I named mine: Phoebe, Wren, and Lark. I also like: Fern, Ivy, and Moss. Perky, Frisky, and Spry. Panic, Mayhem, and Mischief. Lentil, Bean, and Pea. Apple, Peach, and Pear. Nutmeg, Cinnamon, and Cloves. If I think of more names I'll add them!


----------



## Twichard (Aug 5, 2017)

Hi i have three girls i have called them pineapple coconut and kiwi they're names came from a flavour of fruit drink my wife drinks i didn't name them until i had them for a day or so you're names will come to you as you get to know them and they're personally


----------



## ChloeJ (Sep 27, 2017)

I prefer giving my pets "human names" so that means I usually wait a few days after I get them and get the opportunity to hold them and then I name them. I never name mine allusions to literature/movies, foods, off of their looks (like dogs with the name Spot), etc. My male rats right now have the names of Beau and Ace. The female names I've used in the past are Abella and Primrose. Each have little thought processes but I'll only say one so that it gives you the main idea. Prim was my first hamster and she was the first pet I got to take care of at the time. "Prim" is derived from the Latin word "primus" meaning "first". I thought the "rose" part would display how fragile and beautiful she was. Maybe you could do something similar like in thought process?


----------



## Lunchy (Aug 28, 2017)

I named my first 2 boys Rick and Morty after the TV show, lol. One was a roan so Rick suited him, and Morty is a black Berkshire so the colours matched the show, and after some time we realised that the personalities kind of match too which is nice. We adopted a 15 week old boy in July and he was already named Charlie, and we're on a waiting list to get 2 more males from a breeder, and I want to call them Dennis and Mac - so with Charlie, they match the guys from It's Always Sunny in Philadelphia. Charlie is a crazy daft thing so his personality would suit too, so it would just be up to Dennis and Mac to be like their characters lol. I like people names for rats so taking names from groups of people in TV shows works out well for us  maybe you could do something similar?


----------



## madcow_87 (Dec 14, 2016)

We usually just make a list of names we like and if any of them fit the rat, it gets picked. Our latest three are Penny, Badger, and Lorelai.


----------



## Lara (May 15, 2017)

Aww, those are such cute ideas! I love the bird name theme. I ended up naming the Dove Berkshire Quill and the Dalmatian Panda. I'm not quite sure about the siamese yet, but I'm sure I'll come up with something


----------



## Topple (Jan 11, 2018)

I love themed names! I would think of something you are interested in, like a hobby, and pick three cute related words for names


----------



## mewmew_chan (Aug 20, 2017)

Food: Soy, Wasabi, & Ishiru (all Japanese, Ishiru is a fish sauce).

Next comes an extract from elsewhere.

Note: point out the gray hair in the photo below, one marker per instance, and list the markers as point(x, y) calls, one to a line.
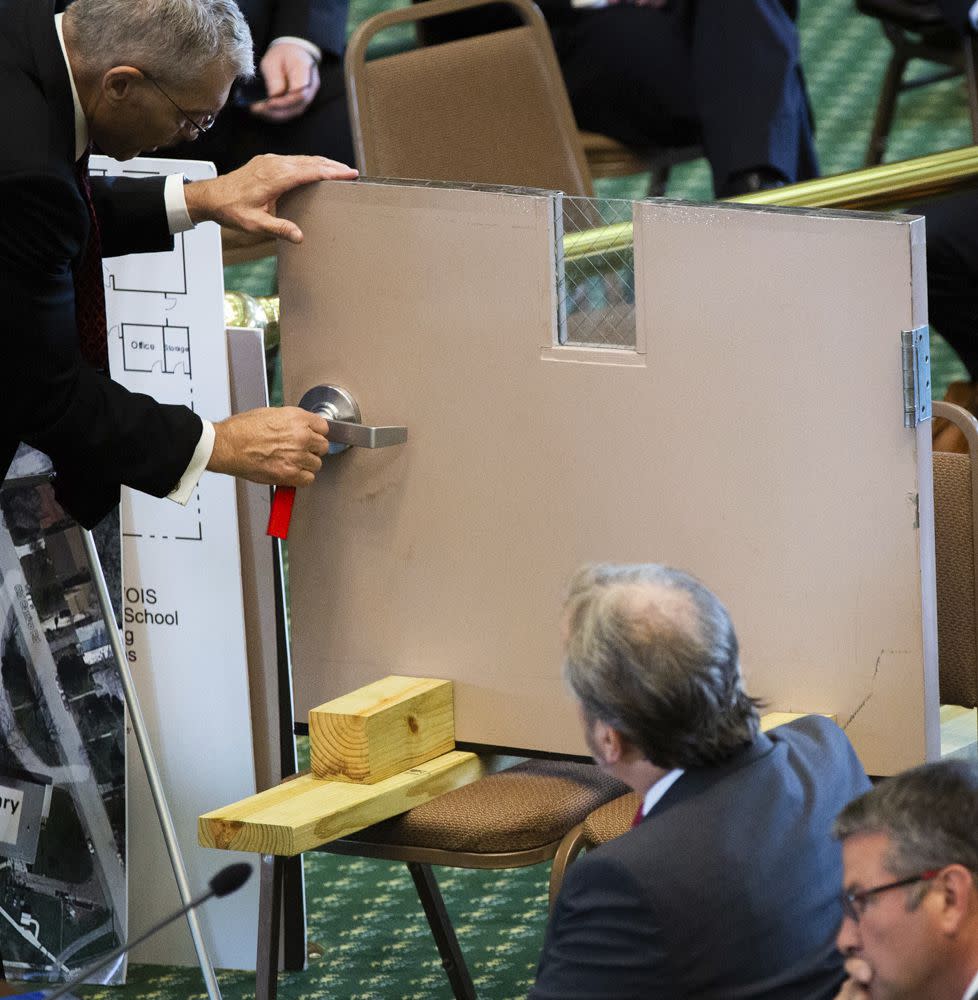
point(929, 814)
point(174, 40)
point(653, 653)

Ham, Pork, & Bacon (all, obviously, pig meat). Navy, Pinto, & Green. (all beans). Graham, Chocolate, Marshmallow (S'mores!)

I'll make some more later.


----------



## Basiltheplant (Jan 2, 2017)

Brioche, Pita, and Toast!

But in reality I typically wait until I realize what _their_ name is, if that makes sense. Like the first name that comes to mind when I look at them or the name that just fits them. My first two girls went two weeks without names because I wasn't looking for specifically a cute name or a cool name, I was just looking for _their _name. I have done this with the majority of my pets and so far I have not felt any regret in name choice (except for my cat that I let my Aunt name, I should have named her Elly Phant, not Lucy Fur)


----------